13 го июня Наполеону подали небольшую чистокровную арабскую лошадь, и он сел и поехал галопом к одному из мостов через Неман, непрестанно оглушаемый восторженными криками, которые он, очевидно, переносил только потому, что нельзя было запретить им криками этими выражать свою любовь к нему; но крики эти, сопутствующие ему везде, тяготили его и отвлекали его от военной заботы, охватившей его с того времени, как он присоединился к войску. Он проехал по одному из качавшихся на лодках мостов на ту сторону, круто повернул влево и галопом поехал по направлению к Ковно, предшествуемый замиравшими от счастия, восторженными гвардейскими конными егерями, расчищая дорогу по войскам, скакавшим впереди его. Подъехав к широкой реке Вилии, он остановился подле польского уланского полка, стоявшего на берегу.
– Виват! – также восторженно кричали поляки, расстроивая фронт и давя друг друга, для того чтобы увидать его. Наполеон осмотрел реку, слез с лошади и сел на бревно, лежавшее на берегу. По бессловесному знаку ему подали трубу, он положил ее на спину подбежавшего счастливого пажа и стал смотреть на ту сторону. Потом он углубился в рассматриванье листа карты, разложенного между бревнами. Не поднимая головы, он сказал что то, и двое его адъютантов поскакали к польским уланам.

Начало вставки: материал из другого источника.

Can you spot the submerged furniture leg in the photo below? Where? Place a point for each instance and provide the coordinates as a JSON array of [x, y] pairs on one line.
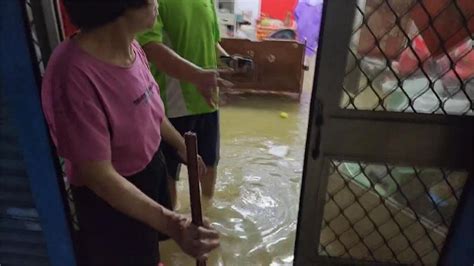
[[193, 177]]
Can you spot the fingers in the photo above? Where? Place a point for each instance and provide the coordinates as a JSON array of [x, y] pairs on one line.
[[225, 71], [224, 83], [206, 222]]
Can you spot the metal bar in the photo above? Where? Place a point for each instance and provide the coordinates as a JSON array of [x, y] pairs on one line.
[[335, 35], [399, 142], [18, 79], [458, 251]]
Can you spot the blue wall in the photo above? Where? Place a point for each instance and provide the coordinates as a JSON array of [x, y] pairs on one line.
[[21, 98]]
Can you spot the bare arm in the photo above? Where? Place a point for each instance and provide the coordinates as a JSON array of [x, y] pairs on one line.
[[103, 180], [122, 195], [168, 61]]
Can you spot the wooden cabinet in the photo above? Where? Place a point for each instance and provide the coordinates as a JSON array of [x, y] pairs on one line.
[[278, 65]]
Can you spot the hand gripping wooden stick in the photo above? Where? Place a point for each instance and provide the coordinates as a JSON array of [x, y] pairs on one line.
[[193, 178]]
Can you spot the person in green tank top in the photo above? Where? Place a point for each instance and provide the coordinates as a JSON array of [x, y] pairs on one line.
[[183, 50]]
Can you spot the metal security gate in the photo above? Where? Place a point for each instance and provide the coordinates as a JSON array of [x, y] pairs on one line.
[[391, 147]]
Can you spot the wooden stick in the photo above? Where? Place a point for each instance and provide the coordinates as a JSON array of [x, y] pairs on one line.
[[193, 178]]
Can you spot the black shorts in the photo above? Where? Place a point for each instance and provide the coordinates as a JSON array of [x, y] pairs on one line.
[[109, 237], [206, 127]]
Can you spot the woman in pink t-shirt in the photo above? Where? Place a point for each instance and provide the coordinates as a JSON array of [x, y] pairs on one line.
[[107, 121]]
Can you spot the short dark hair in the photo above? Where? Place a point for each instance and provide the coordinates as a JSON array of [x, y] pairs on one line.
[[90, 14]]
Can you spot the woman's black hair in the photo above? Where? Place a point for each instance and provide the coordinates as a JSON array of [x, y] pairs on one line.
[[90, 14]]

– Что? Что он сказал? – слышалось в рядах польских улан, когда один адъютант подскакал к ним.
Было приказано, отыскав брод, перейти на ту сторону. Польский уланский полковник, красивый старый человек, раскрасневшись и путаясь в словах от волнения, спросил у адъютанта, позволено ли ему будет переплыть с своими уланами реку, не отыскивая брода. Он с очевидным страхом за отказ, как мальчик, который просит позволения сесть на лошадь, просил, чтобы ему позволили переплыть реку в глазах императора. Адъютант сказал, что, вероятно, император не будет недоволен этим излишним усердием.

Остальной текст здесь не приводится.